Способность шевелить головой постепенно распространялась ниже. Хлоя пошевелила пальцами и вытянула руки. Ощущение мурашек под кожей показалось ей отличным признаком. Она потрогала кулон, который носила на цепочке, подарок ее тети за пять лет трезвости. Трезвости, закончившейся вчера вечером.
Последним, что осталось у нее в памяти, был бар, полный солидными людьми в дорогих костюмах, где она пила что-то до неприличия дорогое. Вообще-то она, можно сказать, не бывала в таких местах, но этот бар первым попался ей на глаза после того, как она увидела, что ее жених Эндрю и его босс трахаются, словно пара взбесившихся кроликов. Она вышла из своей квартиры, квартиры, куда он переехал всего месяц назад. Она даже дверью не хлопнула. Она оставила их трахаться в своей квартире и несколько часов бродила по улицам, пока ее не привлек теплый свет витрины бара. Много лет она даже не думала прикасаться к спиртному, но сейчас ей оставалось либо это, либо возвращение домой, к постели, в которой она больше не могла спать. Она вошла в бар, заказала выпивку, одну, потом еще и еще, не отвечала на звонки Эндрю — это она помнила хорошо. А потом провал до тех пор, пока она не очнулась там, где сейчас лежала.
— Я говорил тебе, что она должна быть где-то здесь, — произнес мужской голос.
Хлоя повернула голову и увидела мужчину, который, казалось, сошел с экрана второразрядного вестерна, одетого в заплатанные коричневые брюки и простую рубашку, застегнутую до горла.
— Джек, перестань выпендриваться. — На женщине, стоявшей рядом с ним, была странная юбка, обрезанная спереди выше колен, а сзади прикрывавшая щиколотки.
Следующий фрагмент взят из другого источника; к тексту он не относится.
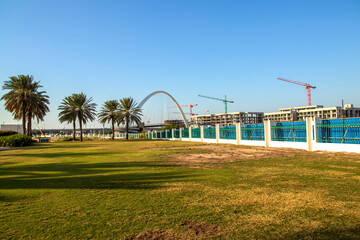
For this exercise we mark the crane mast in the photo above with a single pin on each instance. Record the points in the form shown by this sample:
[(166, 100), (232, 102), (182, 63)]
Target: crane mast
[(307, 86)]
Этот удивительный покрой оставлял на виду обувь, похожую на поношенные сапоги из красной кожи со шнурованным голенищем почти до колена. Дополнялась эта юбка облегающей блузкой с глубоким вырезом, который оставлял на виду куда больше плоти, чем самый смелый из купальников Хлои.
Женщина протянула Хлое руку.
— Меня зовут Китти.
— Что-то галлюцинация у меня слишком правдоподобная, — пожаловалась ей Хлоя.
— А это Джек… потому что в сказках если балбес, то обязательно Джек, — продолжала Китти, не дождавшись ответа Хлои. Руку она держала так же, протянутой. — Поднимайся. Раньше или позже, это все равно будет одинаково больно.
Хлоя вновь не отреагировала. Тогда женщина наклонилась, сама схватила ее за руку и вздернула на ноги.
Оказалось, что если руки Хлои более-менее восстановились, то ноги еще не слушались. Ее шатнуло, и глаза пришлось закрыть, чтобы справиться с накатившим головокружением, от которого ее затошнило и тут же вырвало. Китти крепко держала ее, иначе она упала бы.
— Не волнуйся, — пропела Китти. — Это скоро пройдет.
Хлоя еще немного постояла с закрытыми глазами, собираясь с силами, чтобы удержать равновесие. Когда же она осторожно открыла их, оказалось, что незнакомцы разглядывают ее.
Мужчина протянул ей аккуратно сложенную тряпку.
— Она чистая, — пояснила Китти.
Дождавшись, когда Хлоя возьмет тряпку и вытрет губы и подбородок, Джек вежливо наклонил голову.
— Джексон, но все называют меня Джек.
Женщина, поддерживавшая Хлою, тут же вмешалась:
— А еще мы называем тебя…
— Это моя сестра Кэтрин, — продолжил Джек. — Она совсем не такая вульгарная, какой хочет казаться.